Пашка побросал в пакет из тумбочки свои вещи и переоделся.
– Всё дедуля. Меня вылечили, тебя тоже вылечат. Больше я не буду тебе делать искусственное дыхание рот в рот после обжорства в нашей богодельне. Не объедайся сильно, какать будет трудно.
– Охламон и балабол ты, Паша! Хотя и не вредный для людей. Может, когда и свидимся, бывай парень, – старик протянул Пашке свободную руку.
– Может, и свидимся… – Пашка склонился над стариком и коснулся губами его виска, – но только не в больнице, дед. Счастливо всем мужики, теперь у вас будет потише, не обижайте деда.
Выйдя из палаты, он столкнулся с Айгуль, она шла забрать систему у старика, но увидев Пашку замедлила шаги.
– Айгуль, можно на минуту? – попросил он девушку задержаться. Она остановилась у окна, заложив руки в карманы халата.
– Гуля, не сердись на меня, я не хотел обидеть тебя.
– Я не обиделась, Паша. Кто я для тебя, очередная баба. Сколько их у тебя было, сколько ещё будет. Ты только от меня ушёл, как тут же отправился на свиданку с другой. Это не ты меня бросил, это я тебя бросила! Пойду, мне к Самохину надо. Прощай, Охламон! Может и встретимся, раньше чем ты думаешь…
Айгуль провела рукой по небритой щеке Пашки и скрылась за дверью в палату.
Проводив взглядом девушку, Пашка пошёл на пост к Вере.
– Сам явился? Держи бумаги, спустишься в регистратуру, поставишь на больничном печати у девчонок. Ну давай прощаться, Павлушка. Ты даже не представляешь, как я тебе благодарна за всё. И твоё учение не прошло даром. Спасибо тебе, родненький! Пусть у тебя всё будет хорошо, – Вера поцеловала Пашку, – зайди к Айгульке попращаться, любит она тебя, охламона.
– С Татьяной Ивановной не простился, жаль, что вы с ней не лесбиянки, поцеловала бы её от меня.
– Переживёт как-нибудь такое несчастье, балабол!
Спустившись вниз, Пашка подошёл к стойке регистратуры и положил перед собой на столешницу документы на выписку.

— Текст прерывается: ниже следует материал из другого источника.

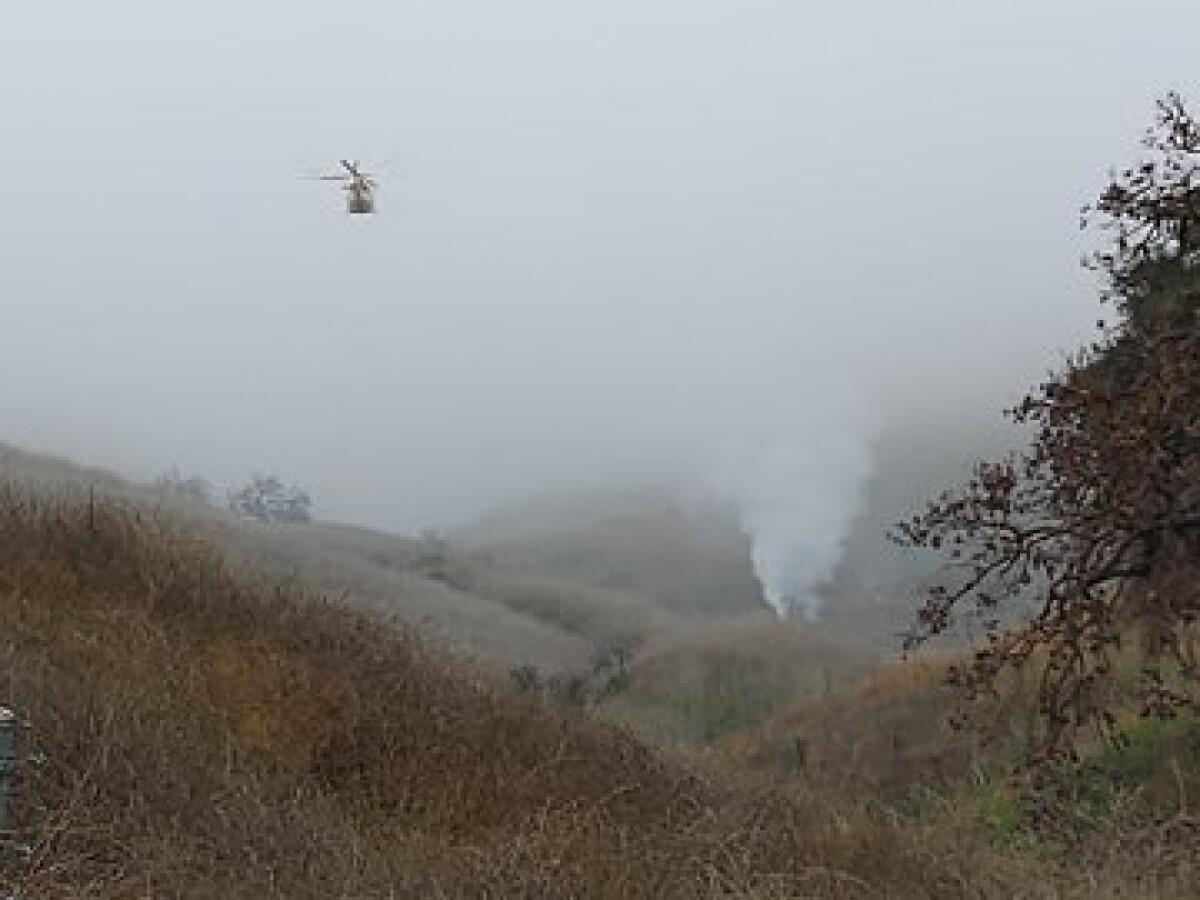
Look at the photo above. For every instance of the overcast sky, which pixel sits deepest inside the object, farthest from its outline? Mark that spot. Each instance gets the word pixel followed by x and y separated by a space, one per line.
pixel 615 238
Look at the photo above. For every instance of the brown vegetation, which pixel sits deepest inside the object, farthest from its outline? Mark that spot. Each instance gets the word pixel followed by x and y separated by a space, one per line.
pixel 193 732
pixel 1095 531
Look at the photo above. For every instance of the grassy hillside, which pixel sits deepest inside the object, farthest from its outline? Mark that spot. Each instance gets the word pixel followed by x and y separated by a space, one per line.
pixel 197 731
pixel 192 732
pixel 682 552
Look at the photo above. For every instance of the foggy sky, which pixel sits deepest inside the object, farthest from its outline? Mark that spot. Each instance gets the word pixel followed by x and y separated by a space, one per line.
pixel 616 239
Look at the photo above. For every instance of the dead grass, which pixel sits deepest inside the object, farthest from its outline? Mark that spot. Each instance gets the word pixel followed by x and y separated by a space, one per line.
pixel 196 732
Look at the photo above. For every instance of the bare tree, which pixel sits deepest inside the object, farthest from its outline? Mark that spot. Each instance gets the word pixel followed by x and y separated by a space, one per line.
pixel 1093 533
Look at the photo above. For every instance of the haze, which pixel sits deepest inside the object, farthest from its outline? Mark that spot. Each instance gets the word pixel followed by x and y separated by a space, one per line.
pixel 616 240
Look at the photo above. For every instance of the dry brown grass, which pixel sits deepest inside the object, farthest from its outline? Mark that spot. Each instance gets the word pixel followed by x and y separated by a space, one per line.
pixel 195 732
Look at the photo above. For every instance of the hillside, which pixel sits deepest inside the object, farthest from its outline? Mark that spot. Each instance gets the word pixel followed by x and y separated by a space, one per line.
pixel 676 547
pixel 197 731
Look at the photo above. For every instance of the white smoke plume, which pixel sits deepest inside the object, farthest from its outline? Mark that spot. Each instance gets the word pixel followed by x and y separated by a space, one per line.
pixel 798 496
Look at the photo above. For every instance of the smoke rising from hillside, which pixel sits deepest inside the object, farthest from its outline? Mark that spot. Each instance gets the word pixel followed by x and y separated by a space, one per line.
pixel 798 492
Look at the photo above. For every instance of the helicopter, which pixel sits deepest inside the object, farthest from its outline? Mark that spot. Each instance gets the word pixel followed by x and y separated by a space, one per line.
pixel 359 187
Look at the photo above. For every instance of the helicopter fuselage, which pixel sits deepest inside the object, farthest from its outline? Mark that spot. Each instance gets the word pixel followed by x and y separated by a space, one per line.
pixel 359 199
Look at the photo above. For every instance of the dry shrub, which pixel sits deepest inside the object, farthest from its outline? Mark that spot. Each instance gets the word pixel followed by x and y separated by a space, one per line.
pixel 195 732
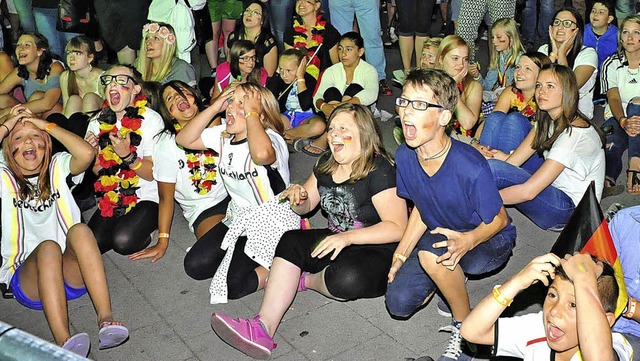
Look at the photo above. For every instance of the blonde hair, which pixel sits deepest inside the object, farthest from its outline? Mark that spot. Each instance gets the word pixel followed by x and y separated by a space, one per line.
pixel 448 44
pixel 25 191
pixel 270 107
pixel 168 52
pixel 371 144
pixel 515 44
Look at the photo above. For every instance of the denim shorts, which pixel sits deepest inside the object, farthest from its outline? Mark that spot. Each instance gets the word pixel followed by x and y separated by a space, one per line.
pixel 70 292
pixel 412 285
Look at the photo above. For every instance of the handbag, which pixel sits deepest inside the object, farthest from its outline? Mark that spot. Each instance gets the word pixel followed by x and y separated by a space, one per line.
pixel 74 16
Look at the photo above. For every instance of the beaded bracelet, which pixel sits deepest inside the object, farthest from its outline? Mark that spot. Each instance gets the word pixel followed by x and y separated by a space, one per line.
pixel 49 127
pixel 500 298
pixel 401 257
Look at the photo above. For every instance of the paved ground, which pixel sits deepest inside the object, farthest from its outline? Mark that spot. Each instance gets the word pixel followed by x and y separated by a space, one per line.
pixel 168 313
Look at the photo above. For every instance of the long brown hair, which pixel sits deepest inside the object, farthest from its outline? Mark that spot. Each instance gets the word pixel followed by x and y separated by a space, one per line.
pixel 25 191
pixel 370 143
pixel 547 125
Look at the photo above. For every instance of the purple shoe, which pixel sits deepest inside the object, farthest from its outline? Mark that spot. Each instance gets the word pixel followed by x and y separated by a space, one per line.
pixel 246 335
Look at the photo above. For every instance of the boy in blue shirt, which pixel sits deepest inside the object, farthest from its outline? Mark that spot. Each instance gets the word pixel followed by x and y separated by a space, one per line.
pixel 459 224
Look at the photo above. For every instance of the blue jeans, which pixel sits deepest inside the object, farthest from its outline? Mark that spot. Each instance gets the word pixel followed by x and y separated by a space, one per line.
pixel 46 23
pixel 412 285
pixel 27 22
pixel 617 142
pixel 505 132
pixel 531 19
pixel 342 12
pixel 549 210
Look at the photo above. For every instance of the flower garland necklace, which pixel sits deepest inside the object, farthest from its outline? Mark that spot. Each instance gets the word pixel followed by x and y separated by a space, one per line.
pixel 303 42
pixel 202 167
pixel 117 183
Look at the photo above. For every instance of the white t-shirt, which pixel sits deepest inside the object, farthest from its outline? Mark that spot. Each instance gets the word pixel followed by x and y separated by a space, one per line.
pixel 586 56
pixel 173 165
pixel 248 184
pixel 151 125
pixel 525 337
pixel 616 74
pixel 25 224
pixel 365 75
pixel 580 151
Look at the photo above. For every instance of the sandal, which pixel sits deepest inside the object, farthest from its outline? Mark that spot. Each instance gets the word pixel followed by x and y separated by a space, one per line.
pixel 112 334
pixel 79 344
pixel 635 181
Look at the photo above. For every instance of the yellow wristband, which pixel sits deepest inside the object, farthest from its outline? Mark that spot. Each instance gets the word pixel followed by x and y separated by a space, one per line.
pixel 137 166
pixel 49 127
pixel 500 298
pixel 401 257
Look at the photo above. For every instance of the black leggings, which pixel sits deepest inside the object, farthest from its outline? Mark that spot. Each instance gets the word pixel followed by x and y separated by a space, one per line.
pixel 205 257
pixel 129 233
pixel 359 271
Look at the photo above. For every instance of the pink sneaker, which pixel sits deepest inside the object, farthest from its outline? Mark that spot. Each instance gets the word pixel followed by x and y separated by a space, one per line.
pixel 246 335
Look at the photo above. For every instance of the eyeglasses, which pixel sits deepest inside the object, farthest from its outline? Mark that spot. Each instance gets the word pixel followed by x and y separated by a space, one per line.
pixel 121 79
pixel 246 59
pixel 252 12
pixel 416 104
pixel 566 23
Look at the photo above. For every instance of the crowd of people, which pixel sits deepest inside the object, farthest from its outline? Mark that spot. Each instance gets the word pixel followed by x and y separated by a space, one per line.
pixel 473 145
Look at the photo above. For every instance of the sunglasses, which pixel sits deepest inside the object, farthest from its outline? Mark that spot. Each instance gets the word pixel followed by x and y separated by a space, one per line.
pixel 416 104
pixel 566 23
pixel 121 79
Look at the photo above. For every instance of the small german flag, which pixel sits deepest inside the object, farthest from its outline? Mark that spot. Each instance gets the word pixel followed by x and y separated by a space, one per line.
pixel 587 232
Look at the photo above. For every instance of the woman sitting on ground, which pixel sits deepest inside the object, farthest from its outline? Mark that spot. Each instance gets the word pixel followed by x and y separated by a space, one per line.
pixel 572 149
pixel 453 58
pixel 124 134
pixel 254 168
pixel 241 67
pixel 352 81
pixel 255 28
pixel 157 59
pixel 515 112
pixel 355 185
pixel 39 76
pixel 565 48
pixel 80 84
pixel 48 255
pixel 186 176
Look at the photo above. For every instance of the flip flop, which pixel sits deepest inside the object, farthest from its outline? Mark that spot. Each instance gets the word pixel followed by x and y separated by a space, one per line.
pixel 112 335
pixel 300 143
pixel 313 146
pixel 79 344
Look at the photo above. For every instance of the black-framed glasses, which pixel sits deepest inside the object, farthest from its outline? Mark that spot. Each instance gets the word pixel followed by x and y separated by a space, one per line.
pixel 252 12
pixel 566 23
pixel 416 104
pixel 121 79
pixel 247 58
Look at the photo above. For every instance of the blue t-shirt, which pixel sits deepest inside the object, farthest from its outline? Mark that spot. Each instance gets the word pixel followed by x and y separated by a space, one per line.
pixel 459 196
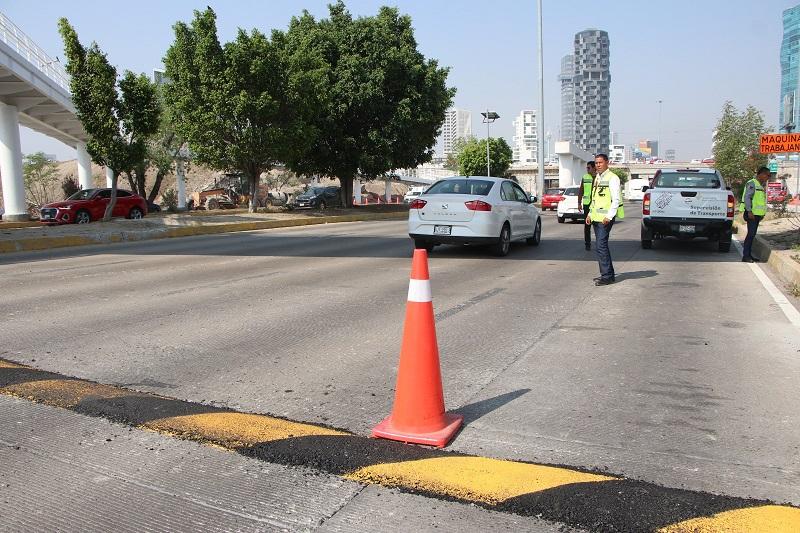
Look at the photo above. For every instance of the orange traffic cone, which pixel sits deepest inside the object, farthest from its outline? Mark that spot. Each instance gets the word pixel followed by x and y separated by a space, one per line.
pixel 418 415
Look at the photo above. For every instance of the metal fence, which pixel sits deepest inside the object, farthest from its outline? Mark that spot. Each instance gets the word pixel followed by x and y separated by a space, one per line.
pixel 24 46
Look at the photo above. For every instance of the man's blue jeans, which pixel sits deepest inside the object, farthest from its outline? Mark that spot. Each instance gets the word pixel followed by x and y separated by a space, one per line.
pixel 601 234
pixel 752 228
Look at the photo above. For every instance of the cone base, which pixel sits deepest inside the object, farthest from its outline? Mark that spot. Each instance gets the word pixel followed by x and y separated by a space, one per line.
pixel 439 438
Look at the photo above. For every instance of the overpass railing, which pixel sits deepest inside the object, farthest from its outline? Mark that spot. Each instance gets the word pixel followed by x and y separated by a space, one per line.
pixel 36 56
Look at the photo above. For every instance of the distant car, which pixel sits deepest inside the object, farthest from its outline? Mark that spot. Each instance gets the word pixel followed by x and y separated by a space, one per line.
pixel 318 198
pixel 568 208
pixel 412 193
pixel 90 204
pixel 551 197
pixel 474 210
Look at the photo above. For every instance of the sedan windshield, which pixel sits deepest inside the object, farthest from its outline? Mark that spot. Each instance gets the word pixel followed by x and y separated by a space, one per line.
pixel 82 195
pixel 461 186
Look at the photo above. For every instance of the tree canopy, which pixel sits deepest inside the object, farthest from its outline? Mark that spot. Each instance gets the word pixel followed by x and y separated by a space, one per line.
pixel 736 147
pixel 472 157
pixel 119 115
pixel 382 103
pixel 244 106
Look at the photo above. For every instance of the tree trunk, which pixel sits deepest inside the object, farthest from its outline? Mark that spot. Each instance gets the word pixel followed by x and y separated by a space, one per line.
pixel 112 202
pixel 156 187
pixel 252 204
pixel 346 187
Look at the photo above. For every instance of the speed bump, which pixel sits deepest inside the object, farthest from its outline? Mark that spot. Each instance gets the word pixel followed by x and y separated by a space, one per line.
pixel 581 499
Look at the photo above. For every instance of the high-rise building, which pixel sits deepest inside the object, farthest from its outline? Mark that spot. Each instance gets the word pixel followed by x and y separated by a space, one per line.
pixel 457 125
pixel 592 82
pixel 525 137
pixel 790 70
pixel 567 98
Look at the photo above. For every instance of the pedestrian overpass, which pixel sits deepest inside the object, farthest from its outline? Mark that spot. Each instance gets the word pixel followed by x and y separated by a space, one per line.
pixel 34 92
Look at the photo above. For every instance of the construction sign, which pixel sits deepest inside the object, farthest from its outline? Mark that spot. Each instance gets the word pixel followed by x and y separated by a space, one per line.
pixel 778 143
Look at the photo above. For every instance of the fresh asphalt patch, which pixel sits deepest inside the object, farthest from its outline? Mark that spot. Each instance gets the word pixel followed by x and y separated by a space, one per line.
pixel 595 501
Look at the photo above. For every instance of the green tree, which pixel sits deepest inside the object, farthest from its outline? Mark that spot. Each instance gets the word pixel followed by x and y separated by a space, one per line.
pixel 40 176
pixel 242 107
pixel 472 157
pixel 383 101
pixel 736 150
pixel 119 115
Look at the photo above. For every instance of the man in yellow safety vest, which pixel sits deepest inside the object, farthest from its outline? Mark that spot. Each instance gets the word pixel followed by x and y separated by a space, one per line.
pixel 754 207
pixel 584 199
pixel 606 206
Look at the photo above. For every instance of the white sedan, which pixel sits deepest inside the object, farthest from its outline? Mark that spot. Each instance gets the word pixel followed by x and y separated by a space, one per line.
pixel 474 210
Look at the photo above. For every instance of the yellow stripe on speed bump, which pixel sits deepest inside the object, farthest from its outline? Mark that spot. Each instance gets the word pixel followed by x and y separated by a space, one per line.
pixel 473 478
pixel 236 430
pixel 772 518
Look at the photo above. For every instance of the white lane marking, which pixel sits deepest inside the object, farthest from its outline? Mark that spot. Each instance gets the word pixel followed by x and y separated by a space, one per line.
pixel 785 305
pixel 419 290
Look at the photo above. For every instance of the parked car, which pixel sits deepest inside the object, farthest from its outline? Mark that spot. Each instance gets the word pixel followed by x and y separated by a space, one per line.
pixel 551 197
pixel 474 210
pixel 568 208
pixel 90 204
pixel 318 198
pixel 688 203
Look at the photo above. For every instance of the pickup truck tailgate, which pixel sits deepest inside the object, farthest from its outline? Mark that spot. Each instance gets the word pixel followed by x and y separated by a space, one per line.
pixel 682 203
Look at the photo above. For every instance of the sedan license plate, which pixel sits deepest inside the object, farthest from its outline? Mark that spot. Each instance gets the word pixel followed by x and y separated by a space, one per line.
pixel 442 230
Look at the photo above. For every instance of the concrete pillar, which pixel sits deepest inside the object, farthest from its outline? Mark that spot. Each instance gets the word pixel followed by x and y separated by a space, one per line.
pixel 84 167
pixel 11 165
pixel 181 181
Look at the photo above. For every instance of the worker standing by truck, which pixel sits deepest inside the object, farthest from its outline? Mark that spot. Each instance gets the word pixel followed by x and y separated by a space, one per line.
pixel 754 207
pixel 585 198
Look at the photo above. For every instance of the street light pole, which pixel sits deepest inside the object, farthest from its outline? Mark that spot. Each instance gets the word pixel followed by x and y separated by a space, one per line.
pixel 540 135
pixel 488 118
pixel 658 135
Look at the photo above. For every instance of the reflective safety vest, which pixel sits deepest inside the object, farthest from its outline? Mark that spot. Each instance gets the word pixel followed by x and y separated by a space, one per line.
pixel 587 188
pixel 601 200
pixel 759 202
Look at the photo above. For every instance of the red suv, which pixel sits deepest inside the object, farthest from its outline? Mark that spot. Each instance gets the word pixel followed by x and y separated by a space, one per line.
pixel 90 204
pixel 551 197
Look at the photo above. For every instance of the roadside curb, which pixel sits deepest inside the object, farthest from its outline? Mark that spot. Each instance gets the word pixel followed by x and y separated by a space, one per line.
pixel 572 496
pixel 780 260
pixel 46 243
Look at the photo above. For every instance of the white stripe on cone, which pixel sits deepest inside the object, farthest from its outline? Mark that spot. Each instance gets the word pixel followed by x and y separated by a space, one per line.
pixel 419 290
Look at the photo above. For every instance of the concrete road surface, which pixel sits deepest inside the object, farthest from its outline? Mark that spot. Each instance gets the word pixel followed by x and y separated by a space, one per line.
pixel 685 373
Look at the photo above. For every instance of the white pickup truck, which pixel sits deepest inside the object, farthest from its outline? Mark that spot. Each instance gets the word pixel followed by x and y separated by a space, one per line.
pixel 688 203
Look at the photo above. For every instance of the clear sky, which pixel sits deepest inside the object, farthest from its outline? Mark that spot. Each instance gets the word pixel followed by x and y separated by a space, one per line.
pixel 692 55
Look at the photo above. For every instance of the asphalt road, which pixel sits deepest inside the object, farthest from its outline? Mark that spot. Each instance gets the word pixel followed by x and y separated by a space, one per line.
pixel 684 373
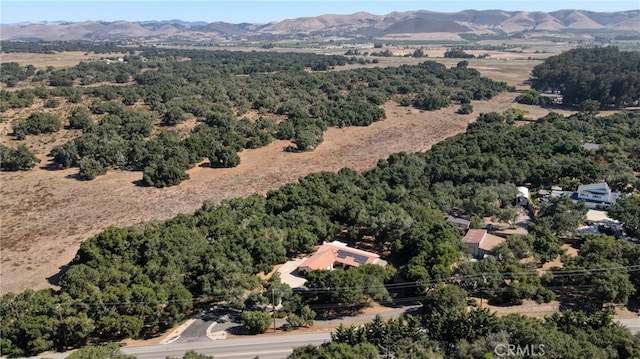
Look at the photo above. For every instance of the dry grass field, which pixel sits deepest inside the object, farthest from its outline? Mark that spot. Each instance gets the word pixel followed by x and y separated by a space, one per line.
pixel 45 215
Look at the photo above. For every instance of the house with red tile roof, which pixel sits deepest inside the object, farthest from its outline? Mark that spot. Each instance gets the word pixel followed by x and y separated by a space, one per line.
pixel 479 242
pixel 338 255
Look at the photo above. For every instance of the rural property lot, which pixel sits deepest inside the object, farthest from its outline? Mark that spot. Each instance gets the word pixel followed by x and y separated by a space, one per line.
pixel 45 215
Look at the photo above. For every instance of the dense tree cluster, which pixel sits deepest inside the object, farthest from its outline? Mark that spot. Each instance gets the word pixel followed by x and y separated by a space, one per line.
pixel 604 74
pixel 176 85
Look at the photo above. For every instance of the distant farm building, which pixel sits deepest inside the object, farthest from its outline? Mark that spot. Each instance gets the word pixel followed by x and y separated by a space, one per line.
pixel 460 222
pixel 597 195
pixel 338 255
pixel 479 242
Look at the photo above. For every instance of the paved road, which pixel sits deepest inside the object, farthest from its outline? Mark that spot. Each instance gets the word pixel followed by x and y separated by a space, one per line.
pixel 632 324
pixel 267 347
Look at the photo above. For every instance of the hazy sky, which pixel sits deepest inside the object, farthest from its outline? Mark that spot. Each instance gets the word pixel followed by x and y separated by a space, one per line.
pixel 263 11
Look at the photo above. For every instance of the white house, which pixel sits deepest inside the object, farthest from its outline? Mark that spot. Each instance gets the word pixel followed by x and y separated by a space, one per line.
pixel 597 195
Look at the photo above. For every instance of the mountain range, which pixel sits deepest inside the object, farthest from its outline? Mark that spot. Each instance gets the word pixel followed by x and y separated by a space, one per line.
pixel 358 25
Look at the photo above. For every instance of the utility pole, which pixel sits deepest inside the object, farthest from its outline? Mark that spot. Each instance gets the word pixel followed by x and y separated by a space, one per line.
pixel 64 331
pixel 273 302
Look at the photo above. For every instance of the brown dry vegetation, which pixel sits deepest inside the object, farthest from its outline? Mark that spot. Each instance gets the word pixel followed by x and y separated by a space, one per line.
pixel 45 214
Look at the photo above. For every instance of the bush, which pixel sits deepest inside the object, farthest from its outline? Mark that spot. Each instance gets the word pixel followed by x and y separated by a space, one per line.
pixel 52 103
pixel 37 123
pixel 465 109
pixel 90 168
pixel 17 159
pixel 80 118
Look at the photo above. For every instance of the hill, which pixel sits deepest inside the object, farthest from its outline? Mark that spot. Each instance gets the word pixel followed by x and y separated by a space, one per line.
pixel 358 25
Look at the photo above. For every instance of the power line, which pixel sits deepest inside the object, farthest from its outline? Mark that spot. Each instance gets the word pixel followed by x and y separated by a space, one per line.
pixel 394 286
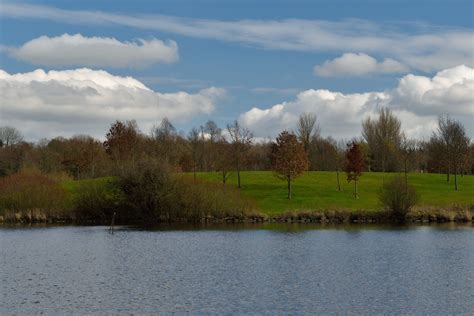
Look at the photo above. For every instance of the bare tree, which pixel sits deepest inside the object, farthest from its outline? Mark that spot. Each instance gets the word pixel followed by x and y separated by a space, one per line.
pixel 354 164
pixel 455 141
pixel 407 152
pixel 194 141
pixel 383 137
pixel 307 128
pixel 9 136
pixel 241 139
pixel 213 131
pixel 224 159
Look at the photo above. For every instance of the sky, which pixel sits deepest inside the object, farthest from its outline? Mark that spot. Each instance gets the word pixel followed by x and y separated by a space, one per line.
pixel 74 67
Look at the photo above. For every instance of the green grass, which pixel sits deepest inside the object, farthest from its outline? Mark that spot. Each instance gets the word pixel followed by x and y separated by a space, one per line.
pixel 73 186
pixel 318 190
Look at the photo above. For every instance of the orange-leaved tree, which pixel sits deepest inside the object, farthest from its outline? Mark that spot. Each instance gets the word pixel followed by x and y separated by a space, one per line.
pixel 289 158
pixel 354 164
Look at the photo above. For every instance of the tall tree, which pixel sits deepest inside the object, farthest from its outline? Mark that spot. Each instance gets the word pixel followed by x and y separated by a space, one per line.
pixel 383 137
pixel 307 128
pixel 407 152
pixel 194 142
pixel 289 159
pixel 354 164
pixel 224 159
pixel 164 137
pixel 122 141
pixel 9 136
pixel 455 142
pixel 241 139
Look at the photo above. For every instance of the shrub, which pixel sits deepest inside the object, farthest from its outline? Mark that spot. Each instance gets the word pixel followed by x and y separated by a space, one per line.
pixel 97 200
pixel 154 194
pixel 147 190
pixel 29 191
pixel 398 197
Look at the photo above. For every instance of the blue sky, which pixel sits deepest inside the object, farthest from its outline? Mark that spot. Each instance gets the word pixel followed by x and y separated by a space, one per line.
pixel 258 53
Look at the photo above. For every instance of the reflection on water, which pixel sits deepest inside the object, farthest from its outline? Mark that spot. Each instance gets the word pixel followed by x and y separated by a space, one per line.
pixel 264 269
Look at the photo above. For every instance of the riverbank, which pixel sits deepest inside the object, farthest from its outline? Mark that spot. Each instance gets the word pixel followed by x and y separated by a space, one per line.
pixel 417 215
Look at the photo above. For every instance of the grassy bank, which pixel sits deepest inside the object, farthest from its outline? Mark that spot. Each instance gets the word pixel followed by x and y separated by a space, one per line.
pixel 318 191
pixel 315 199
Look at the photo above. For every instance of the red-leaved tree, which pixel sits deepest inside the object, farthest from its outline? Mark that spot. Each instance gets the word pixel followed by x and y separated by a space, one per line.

– Девушка, можно поставить печать, – окликнул он сидящую перед собой медичку, склонившуюся над журналами.
– Привет, Подколёсин! Только что о тебе думала. Тебя выписали?
– Да вот выперли за плохое поведение на перевоспитание. Печать тисни на больничном.
Лена поставила печать и спросила Пашку:
– А меня ты не собираешься сегодня тиснуть, Павлушенька? У меня тётка улетает на курорт. Мы могли бы продолжить наше общение. Если, конечно, ты не потерял ко мне интерес.